I came across a couple of interesting issues when I came to do the first pass of writing the text for the user-visible strings I’d been setting up for a Cocoa app I’m writing (painfully slowly as I learn the nuances of the environment), and I thought I’d share them. Full details are after the jump, since I’ve embedded a large script in the post.

The basic principle for text localisation on OS X is that, like most systems, you externalise your user-visible strings in string tables and reference them by keyed aliases in code - in this case using NSLocalizedString. Apple provide a tool called ‘genstrings’ which extracts all these into a template strings file called Localizable.strings which you can then populate per language - localised files are kept in folders called en.lproj, fr.lproj etc and helpfully they’re picked up by default like this.  So far, so good.

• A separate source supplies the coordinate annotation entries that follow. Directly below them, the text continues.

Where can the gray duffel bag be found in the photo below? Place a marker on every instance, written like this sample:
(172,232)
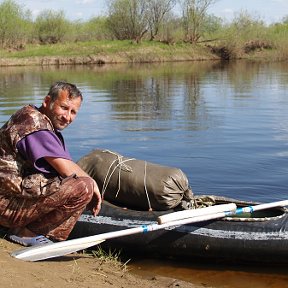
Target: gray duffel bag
(136,183)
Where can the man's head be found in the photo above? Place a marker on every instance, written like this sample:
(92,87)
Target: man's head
(62,104)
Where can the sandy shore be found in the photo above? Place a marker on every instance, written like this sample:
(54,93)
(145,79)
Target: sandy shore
(73,271)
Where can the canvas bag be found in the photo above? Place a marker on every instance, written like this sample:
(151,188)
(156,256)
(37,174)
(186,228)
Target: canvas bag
(136,183)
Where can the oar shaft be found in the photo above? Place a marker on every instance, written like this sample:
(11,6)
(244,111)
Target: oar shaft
(251,209)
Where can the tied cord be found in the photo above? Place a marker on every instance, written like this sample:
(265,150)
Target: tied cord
(122,167)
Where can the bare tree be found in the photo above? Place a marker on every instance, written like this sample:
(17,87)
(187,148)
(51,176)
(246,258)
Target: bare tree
(194,12)
(157,11)
(128,19)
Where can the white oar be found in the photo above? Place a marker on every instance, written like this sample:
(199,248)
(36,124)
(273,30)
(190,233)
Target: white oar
(190,213)
(42,252)
(37,253)
(183,214)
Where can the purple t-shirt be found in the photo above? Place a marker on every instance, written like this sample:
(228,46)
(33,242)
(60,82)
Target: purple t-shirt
(41,144)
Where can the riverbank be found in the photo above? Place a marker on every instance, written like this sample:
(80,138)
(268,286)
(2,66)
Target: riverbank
(111,52)
(74,271)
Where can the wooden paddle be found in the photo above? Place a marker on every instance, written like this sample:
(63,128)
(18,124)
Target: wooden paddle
(47,251)
(190,213)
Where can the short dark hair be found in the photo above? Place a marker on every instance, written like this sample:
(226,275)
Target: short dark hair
(73,91)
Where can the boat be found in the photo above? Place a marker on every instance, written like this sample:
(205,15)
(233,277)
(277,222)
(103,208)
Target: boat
(261,236)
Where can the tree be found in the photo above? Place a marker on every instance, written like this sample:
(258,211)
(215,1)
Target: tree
(128,19)
(51,26)
(14,25)
(194,13)
(158,9)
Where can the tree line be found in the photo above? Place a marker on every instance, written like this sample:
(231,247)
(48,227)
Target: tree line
(134,20)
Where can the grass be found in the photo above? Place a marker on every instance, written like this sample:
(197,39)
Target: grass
(154,49)
(145,51)
(110,257)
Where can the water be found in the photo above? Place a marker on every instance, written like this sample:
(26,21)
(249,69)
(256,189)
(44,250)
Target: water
(224,125)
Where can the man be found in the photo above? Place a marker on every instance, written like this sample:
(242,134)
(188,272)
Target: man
(42,191)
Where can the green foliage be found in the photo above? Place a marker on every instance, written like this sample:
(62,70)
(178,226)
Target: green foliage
(93,29)
(51,27)
(15,25)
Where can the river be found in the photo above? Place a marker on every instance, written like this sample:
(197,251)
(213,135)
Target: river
(225,125)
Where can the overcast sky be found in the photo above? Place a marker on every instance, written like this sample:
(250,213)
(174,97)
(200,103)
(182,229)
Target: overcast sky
(268,10)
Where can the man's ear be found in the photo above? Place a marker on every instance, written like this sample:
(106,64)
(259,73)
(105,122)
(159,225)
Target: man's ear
(46,101)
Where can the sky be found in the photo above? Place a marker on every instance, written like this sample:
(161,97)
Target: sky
(269,11)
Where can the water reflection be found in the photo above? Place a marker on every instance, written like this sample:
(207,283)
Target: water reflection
(223,124)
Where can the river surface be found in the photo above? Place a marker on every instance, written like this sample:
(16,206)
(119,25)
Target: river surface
(225,125)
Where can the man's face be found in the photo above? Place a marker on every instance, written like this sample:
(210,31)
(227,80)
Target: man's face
(62,111)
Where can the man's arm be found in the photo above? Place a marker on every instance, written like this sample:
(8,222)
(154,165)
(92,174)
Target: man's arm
(66,168)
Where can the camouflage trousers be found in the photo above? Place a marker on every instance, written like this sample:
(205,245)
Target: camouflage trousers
(54,215)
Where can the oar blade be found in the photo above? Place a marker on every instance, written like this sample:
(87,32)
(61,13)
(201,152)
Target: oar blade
(47,251)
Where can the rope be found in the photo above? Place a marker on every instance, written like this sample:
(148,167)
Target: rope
(122,166)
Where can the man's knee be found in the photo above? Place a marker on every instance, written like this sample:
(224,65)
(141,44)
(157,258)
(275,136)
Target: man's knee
(81,188)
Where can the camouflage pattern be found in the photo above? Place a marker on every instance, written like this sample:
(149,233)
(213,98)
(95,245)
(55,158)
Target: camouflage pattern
(48,206)
(18,175)
(53,216)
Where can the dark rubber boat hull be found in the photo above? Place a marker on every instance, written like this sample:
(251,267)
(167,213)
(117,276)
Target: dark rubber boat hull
(260,237)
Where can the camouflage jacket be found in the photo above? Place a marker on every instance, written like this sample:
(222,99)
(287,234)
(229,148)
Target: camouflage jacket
(18,177)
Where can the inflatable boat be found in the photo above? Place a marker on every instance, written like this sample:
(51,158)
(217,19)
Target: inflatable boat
(261,236)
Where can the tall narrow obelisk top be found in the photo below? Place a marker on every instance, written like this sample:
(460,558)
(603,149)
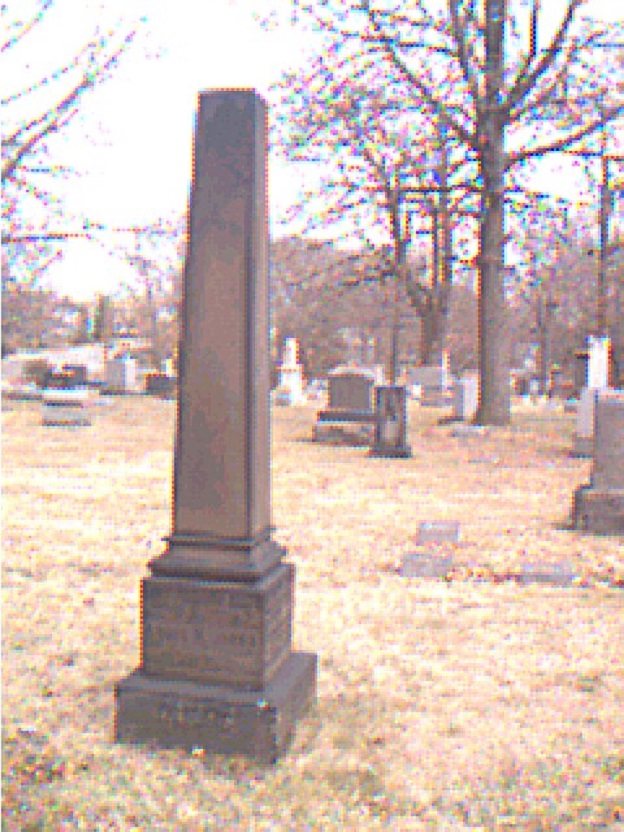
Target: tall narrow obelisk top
(221,514)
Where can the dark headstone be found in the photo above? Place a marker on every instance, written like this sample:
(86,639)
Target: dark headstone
(217,668)
(351,390)
(599,506)
(160,384)
(60,380)
(391,422)
(79,373)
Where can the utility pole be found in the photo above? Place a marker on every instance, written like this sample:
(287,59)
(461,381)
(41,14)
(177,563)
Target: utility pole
(494,406)
(605,212)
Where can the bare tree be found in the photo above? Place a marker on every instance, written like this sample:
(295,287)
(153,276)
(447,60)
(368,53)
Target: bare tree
(482,69)
(389,171)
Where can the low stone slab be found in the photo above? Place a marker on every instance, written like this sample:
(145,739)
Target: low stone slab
(599,512)
(217,719)
(438,532)
(66,407)
(463,431)
(417,565)
(560,573)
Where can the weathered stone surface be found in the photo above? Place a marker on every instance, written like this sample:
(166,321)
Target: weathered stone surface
(416,565)
(438,532)
(391,422)
(217,671)
(175,713)
(608,470)
(221,475)
(217,632)
(599,506)
(600,512)
(466,398)
(351,390)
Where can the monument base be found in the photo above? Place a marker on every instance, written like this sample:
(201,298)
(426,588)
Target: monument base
(219,720)
(600,512)
(391,452)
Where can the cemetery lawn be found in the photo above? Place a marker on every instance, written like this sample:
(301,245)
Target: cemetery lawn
(469,703)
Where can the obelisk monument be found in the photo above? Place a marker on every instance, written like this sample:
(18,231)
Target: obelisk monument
(217,670)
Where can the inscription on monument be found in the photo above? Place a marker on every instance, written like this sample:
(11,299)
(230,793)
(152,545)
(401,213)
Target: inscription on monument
(234,636)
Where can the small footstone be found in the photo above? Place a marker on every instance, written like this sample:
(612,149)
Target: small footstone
(426,566)
(560,573)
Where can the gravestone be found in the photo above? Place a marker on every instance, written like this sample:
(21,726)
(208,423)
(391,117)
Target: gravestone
(466,398)
(599,506)
(160,384)
(391,422)
(121,375)
(65,401)
(597,379)
(433,559)
(217,670)
(435,381)
(290,388)
(350,404)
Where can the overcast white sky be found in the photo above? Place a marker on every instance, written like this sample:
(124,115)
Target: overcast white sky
(136,161)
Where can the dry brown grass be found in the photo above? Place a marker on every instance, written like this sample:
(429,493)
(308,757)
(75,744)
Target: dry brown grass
(442,705)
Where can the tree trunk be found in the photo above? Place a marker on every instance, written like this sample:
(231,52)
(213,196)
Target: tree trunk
(494,406)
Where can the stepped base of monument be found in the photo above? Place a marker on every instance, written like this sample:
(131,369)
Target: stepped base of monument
(402,452)
(176,714)
(600,512)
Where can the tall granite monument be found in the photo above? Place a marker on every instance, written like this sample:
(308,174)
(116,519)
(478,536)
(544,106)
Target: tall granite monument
(217,670)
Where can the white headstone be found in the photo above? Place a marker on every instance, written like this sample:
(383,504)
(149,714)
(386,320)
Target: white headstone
(290,389)
(121,375)
(599,350)
(290,357)
(447,378)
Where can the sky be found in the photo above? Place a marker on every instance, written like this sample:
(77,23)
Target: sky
(132,143)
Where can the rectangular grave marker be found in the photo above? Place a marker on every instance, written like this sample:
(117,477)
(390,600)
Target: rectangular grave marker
(217,670)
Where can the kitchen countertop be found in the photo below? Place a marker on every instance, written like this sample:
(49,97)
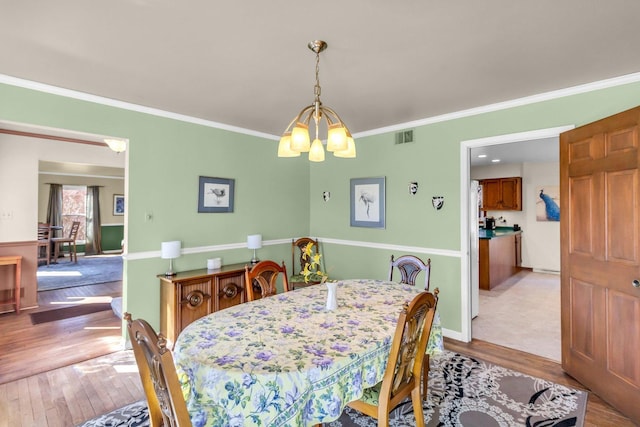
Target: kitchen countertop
(484,233)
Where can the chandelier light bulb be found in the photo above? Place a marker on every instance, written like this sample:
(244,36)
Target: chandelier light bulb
(300,138)
(336,138)
(284,147)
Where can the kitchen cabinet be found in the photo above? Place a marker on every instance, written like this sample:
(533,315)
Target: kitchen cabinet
(499,257)
(501,194)
(190,295)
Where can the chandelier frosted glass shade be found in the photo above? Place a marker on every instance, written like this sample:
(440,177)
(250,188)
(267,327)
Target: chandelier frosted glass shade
(284,148)
(296,138)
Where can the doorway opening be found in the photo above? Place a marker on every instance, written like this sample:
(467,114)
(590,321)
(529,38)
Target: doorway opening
(502,144)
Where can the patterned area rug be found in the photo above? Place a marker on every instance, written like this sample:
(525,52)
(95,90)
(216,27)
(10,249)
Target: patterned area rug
(464,391)
(87,271)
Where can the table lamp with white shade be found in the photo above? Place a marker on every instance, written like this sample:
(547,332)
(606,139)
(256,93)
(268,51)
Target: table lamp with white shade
(254,241)
(170,250)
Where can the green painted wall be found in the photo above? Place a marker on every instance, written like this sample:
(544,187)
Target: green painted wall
(165,159)
(112,237)
(433,160)
(282,198)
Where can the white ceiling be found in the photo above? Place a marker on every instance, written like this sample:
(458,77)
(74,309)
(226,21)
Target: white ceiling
(539,150)
(246,64)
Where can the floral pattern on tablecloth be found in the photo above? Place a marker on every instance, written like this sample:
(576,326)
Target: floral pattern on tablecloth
(287,361)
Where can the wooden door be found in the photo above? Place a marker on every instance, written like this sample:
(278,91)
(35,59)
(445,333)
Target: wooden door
(600,239)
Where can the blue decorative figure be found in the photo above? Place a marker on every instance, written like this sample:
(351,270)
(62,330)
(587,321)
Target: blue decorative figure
(550,206)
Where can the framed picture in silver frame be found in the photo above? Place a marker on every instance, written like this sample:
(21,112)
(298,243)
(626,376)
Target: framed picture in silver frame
(118,204)
(368,202)
(215,194)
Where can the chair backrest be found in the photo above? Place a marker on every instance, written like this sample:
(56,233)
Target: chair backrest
(297,252)
(410,266)
(403,373)
(73,231)
(167,407)
(263,278)
(44,231)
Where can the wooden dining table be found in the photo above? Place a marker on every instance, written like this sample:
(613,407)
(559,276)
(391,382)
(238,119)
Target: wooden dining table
(286,360)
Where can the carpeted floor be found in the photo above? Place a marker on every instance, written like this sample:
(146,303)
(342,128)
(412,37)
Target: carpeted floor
(463,391)
(88,270)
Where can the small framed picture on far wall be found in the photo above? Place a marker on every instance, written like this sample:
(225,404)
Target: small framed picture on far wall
(118,204)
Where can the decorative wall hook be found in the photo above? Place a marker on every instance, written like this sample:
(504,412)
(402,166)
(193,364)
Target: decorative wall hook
(413,188)
(438,202)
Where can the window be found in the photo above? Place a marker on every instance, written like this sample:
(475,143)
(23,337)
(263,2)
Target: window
(74,208)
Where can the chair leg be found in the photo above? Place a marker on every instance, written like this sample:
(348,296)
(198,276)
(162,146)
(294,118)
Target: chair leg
(425,376)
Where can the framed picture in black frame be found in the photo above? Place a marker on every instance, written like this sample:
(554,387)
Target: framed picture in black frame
(368,202)
(215,194)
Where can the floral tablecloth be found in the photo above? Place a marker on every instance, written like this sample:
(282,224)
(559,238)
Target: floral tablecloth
(287,361)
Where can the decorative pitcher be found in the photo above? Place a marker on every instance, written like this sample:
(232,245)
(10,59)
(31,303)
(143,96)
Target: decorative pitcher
(332,296)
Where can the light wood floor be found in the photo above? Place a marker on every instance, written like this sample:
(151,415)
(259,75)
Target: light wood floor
(69,395)
(30,349)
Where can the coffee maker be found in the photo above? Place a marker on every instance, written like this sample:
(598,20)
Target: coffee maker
(490,223)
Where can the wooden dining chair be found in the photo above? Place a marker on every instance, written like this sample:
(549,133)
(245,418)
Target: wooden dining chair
(296,280)
(261,280)
(410,266)
(70,241)
(403,373)
(158,375)
(44,242)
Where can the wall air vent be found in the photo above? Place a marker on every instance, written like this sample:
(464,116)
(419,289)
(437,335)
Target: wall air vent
(404,137)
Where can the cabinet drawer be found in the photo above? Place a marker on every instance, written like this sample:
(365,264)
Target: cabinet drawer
(194,299)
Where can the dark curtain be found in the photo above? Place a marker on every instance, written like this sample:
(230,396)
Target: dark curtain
(54,207)
(93,245)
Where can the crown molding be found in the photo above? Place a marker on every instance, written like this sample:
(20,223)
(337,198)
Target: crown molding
(546,96)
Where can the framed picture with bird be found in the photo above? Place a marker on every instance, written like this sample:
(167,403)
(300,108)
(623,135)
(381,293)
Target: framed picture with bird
(548,203)
(215,194)
(368,202)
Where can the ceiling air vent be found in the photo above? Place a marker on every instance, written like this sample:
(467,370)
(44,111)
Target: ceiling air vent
(404,137)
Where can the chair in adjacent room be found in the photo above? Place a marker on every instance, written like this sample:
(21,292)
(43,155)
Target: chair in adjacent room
(296,280)
(44,243)
(410,266)
(158,375)
(402,376)
(261,279)
(70,241)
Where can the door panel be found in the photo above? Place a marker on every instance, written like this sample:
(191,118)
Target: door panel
(600,235)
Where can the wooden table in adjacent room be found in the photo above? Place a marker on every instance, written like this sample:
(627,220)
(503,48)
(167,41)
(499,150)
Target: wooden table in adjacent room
(286,360)
(17,261)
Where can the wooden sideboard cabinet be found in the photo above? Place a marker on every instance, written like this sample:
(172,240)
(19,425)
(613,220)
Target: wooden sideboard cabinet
(501,194)
(190,295)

There are a couple of practical issues though. Firstly, genstrings always overwrites its output file, which means that using it incrementally to add new strings when you’ve already populated the previous set - which is bound to be the normal case for most developers - isn’t possible out of the box. Luckily I found a nice little Python script which solves this problem for you by merging the results in to your existing files. I’ve added a custom target with a Run Script step to my XCode project which uses a modified version of this script (see below) to update my strings files whenever I need to.

The second problem is that genstrings creates UTF-16 encoded files, and there’s no way to alter this. The problem with UTF-16 is that both Mercurial and Git don’t like them very much; both system’s text/binary detection will classify them as binary, meaning you lose the ability to diff and merge these files in any useful way. It’s not a deal-breaker, but it’s inconvenient. Couple that with the fact that OS X will quite happily use UTF-8 encoded .strings files directly at run-time (although iPhone will not), and it seemed something that I should resolve. For the convenience of development, I modified the Python script (as shown below) to convert the result of genstrings to UTF-8 via iconv, meaning they always get picked up as text in source control. If you’re deploying on iPhone, it’s trivial to write a small build script calling iconv again to convert back to UTF-16 for deployment.

Hopefully this is useful to someone else! I’m still very much learning on the Mac development side, so if there’s something I haven’t considered, please let me know.